The Backstory: Gaza, Benghazi, the fiscal cliff and no Twinkies

There actually isn’t much of a backstory to Friday’s column except to note that it had been overcast for several days, I was trying to meet a deadline while stopping to do iron-on patches for a Girl Scout sash (not for me) and, while looking for something in the pantry noticed my granddaughter had eaten all the Hostess Cupcakes I hid there. For those new to the backstory, my granddaughter is seven and has lived with me for nearly four years. I’m part of a growing minority known as the single grandparent.

When doing a column that is borderline whiny, I run the risk of sounding like a forlorn musician doing a “paid my dues” song from the road. It’s hard to feel that sorry for them since they make huge amounts of money, stay in 5-star hotels and have beautiful groupies throwing themselves at their feet. The only thing thrown at me is an occasional temper tantrum. So, iron in one hand and a laptop in the other, I wrote from the heart, or what’s left of it after years of eating sugary snacks.

The real backstory here is how hard it is to come to terms with the disappearance of icons from our youth. It seems that we just manage to grow up and figure out how things work when everything changes on us. It’s like the story of Sisyphus – just as we get almost there, we have to start again. That in turn begs the question, how do you reinvent yourself when you’re still trying to figure out how to invent yourself in the first place? The world is a harsh mistress. Okay, okay – that was a cheap rip off of the title of Robert Heinlein’s book, “The Moon Is A Harsh Mistress,” I am so ashamed…

So what about Hostess? Honestly I don’t eat much of their stuff anymore, it makes my teeth hurt. I get it for the kid at the discount bakery with the day old bargains. “Day old” means nothing to a Hostess product since most of them have a half-life approaching that of plutonium. In fact, when future archaeologists start digging things up a thousand years from now, if they find any Hostess Twinkies they will probably still be edible.

The other item of note is the way some people are now shouting that the union is what killed Hostess. I’m not a big fan of modern unions, but seriously? What killed Hostess was a bad business model, products considered unhealthy by modern consumers (except me apparently) and increased competition from companies that make snacks from granola and tofu. Apparently the Hostess marketing crew failed to reinvent itself, or notice that people who are willing to pay nearly $4.00 for a cup of coffee are not very likely to use it to wash down a chocolate Ding Dong.

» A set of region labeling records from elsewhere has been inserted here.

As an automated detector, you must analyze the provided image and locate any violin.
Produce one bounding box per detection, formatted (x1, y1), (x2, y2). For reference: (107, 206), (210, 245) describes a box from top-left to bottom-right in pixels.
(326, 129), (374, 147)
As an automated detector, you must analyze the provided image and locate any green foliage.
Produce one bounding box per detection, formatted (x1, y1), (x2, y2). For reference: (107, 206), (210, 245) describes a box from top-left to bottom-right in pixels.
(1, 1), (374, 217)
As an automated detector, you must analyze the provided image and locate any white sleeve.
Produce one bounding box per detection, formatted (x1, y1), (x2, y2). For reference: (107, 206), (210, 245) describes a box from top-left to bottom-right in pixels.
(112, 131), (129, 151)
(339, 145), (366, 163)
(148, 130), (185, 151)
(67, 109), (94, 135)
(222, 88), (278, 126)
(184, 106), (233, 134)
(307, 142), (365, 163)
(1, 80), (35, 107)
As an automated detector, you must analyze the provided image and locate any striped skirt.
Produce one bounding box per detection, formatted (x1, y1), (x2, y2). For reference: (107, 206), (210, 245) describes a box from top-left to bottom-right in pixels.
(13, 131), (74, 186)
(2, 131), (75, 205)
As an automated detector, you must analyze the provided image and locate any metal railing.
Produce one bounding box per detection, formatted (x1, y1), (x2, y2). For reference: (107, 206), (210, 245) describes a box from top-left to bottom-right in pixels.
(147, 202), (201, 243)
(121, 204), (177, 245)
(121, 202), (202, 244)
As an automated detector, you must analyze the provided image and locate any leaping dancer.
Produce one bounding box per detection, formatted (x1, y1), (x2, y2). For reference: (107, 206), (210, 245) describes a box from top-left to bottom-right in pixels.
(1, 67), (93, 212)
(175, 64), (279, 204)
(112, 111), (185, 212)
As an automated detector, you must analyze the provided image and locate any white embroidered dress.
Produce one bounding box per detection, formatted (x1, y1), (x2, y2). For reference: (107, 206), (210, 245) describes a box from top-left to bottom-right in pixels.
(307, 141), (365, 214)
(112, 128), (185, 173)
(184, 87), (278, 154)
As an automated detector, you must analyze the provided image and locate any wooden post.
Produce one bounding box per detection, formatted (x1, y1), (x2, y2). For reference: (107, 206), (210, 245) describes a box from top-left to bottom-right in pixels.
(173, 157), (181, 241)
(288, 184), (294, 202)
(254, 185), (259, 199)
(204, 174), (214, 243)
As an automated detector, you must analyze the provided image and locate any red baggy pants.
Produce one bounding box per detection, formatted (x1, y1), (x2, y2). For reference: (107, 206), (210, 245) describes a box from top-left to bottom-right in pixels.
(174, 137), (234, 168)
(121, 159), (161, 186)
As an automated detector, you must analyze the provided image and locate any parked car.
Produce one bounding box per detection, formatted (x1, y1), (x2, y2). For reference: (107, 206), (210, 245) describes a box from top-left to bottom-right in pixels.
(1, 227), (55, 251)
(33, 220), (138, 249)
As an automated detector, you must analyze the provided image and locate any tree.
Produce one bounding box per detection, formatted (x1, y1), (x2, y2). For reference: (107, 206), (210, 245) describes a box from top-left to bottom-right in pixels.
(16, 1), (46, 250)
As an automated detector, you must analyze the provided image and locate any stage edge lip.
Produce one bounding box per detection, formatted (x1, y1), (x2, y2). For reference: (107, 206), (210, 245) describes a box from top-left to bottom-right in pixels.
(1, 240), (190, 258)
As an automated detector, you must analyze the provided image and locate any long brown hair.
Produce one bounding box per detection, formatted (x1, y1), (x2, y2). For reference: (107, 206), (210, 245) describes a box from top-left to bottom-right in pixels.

My grandfather used to say “times change” whenever I ¬†approached him with questions about the world. He didn’t claim to be original, he just used to say that all the time and never explained what he meant. It was his pat answer to everything and I didn’t understand it until I reached the age where I had to reinvent myself for the umpteenth time. Times change and that is not necessarily good or bad, it just happens. The good or bad part depends on us and what we make of it. That’s not easy to explain to a kid, so when my granddaughter asked why she would never get Hostess Cupcakes again, all I could think to tell her was, “times change.”